ВОЗМОЖНЫЕ ДЕФЕКТЫ ПОСТАНОВКИ МЕТОДА РОЗЕТКООБРАЗОВАНИЯ С ИСПОЛЬЗОВАНИЕМ ЭРИТРОЦИТАРНЫХ ДИАГНОСТИКУМОВ И ПУТИ ИХ УСТРАНЕНИЯ

 

        Поскольку иммунологические методы фенотипирования клеток основаны на взаимодействии живых клеток с разнообразными индикаторными частицами, они крайне чувствительны к изменению условий проведения реакции и малозаметные, на первый взгляд, ошибки постановки могут существенно сказаться на конечном результате. Поэтому, ниже приводятся некоторые «нюансы» методики, с которыми мы столкнулись при внедрении данного метода в нашей лаборатории. Безусловно, кроме приведенных, возможны и другие дефекты, требующие консультации специалиста. Сотрудники НПЛ «Гранум» всегда готовы оказать вам помощь при возникновении подобных ситуаций.

 

1. Клетки располагаются в препарате неравномерно, имеются когломераты.
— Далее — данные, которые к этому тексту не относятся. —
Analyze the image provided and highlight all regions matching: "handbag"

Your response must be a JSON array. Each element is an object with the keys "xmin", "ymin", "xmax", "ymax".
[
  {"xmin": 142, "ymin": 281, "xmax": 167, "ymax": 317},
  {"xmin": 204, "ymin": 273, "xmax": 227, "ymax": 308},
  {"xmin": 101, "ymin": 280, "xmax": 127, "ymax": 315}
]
Причина. Плохо ресуспендирован осадок. Ресуспендирование резко затрудняется, если среди выделенных лейкоцитов (лимфоцитов) будет часть разрушенных и погибших клеток, из которых выбрасываются РНК и ДНК, способствующие склеиванию живых клеток в конгломераты. Кроме того, при использовании цельной крови в результате плохого гемолиза возможно наличие большого количества человеческих эритроцитов.

Устранение. Повысить интенсивность ресуспендирования осадка. Проконтролировать точность соблюдения всех режимов постановки реакции (возможно превышение времени хранения лейкоцитарной взвеси после ее получения, качества гемолиза человеческих эритроцитов, скорости и времени ценрифугирования в процессе постановки реакции, рН используемого раствора для отмывания клеток, времени фиксации)

 

2. В препаратах достаточное количество лейкоцитов, но почти нет эритроцитов, малое содержание розеток.

Причина. Во-первых, недостаточное перемешивание ЭД перед отбором или раскапыванием в пробирки. Во-вторых, несоблюдение времени инкубации и/или температурного режима. В-третьих, окрашивание недофиксированных клеток, приводящее к лизису эритроцитов.

Устранение. Тщательное ресуспендирование ЭД перед отбором для постановки реакции и внесением в пробирки. Точное соблюдение времени инкубации и температурного режима. При наличии в препарате мембран эритроцитов вокруг лейкоцитов, отсутствии целых эритроцитов следует обратить внимание на качество фиксатора и время фиксации. Следует помнить, что глутаровый альдегид, составляющий основу фиксатора, - крайне неустойчивое вещество, быстро разрушающееся на свету. По этой причине срок хранения фиксатора ограничен (1 месяц). Кроме того, хранить фиксатор необходимо в темной посуде, а для его приготовления не использовать старый глутаровый альдегид.

 

3. В препарате мало лейкоцитов, в то время как количество эритроцитов нормальное.

Причина. Потери клеток в процессе гемолиза или хранения лизированной крови (выделенной суспензии клеток) в физиологическом растворе.

Устранение. Точно соблюдать все режимы операции при проведении гемолиза (время гемолиза, соотношение дистиллированной воды и забуференного физ. раствора (9:1)). Для сохранения жизнедеятельности клеток важнейшее значение имеет рН (7,2-7,4). Однако, на практике, дистиллированная вода чаще имеет кислую среду. Поэтому, в целях предотвращения потери клеток при отмывке, а также для приготовления фиксатора, следует использовать забуференный физ. раствор или специальные культуральные среды (Хенкса, 199).

 

4. Поле препарата забито эритроцитами, розеток очень много.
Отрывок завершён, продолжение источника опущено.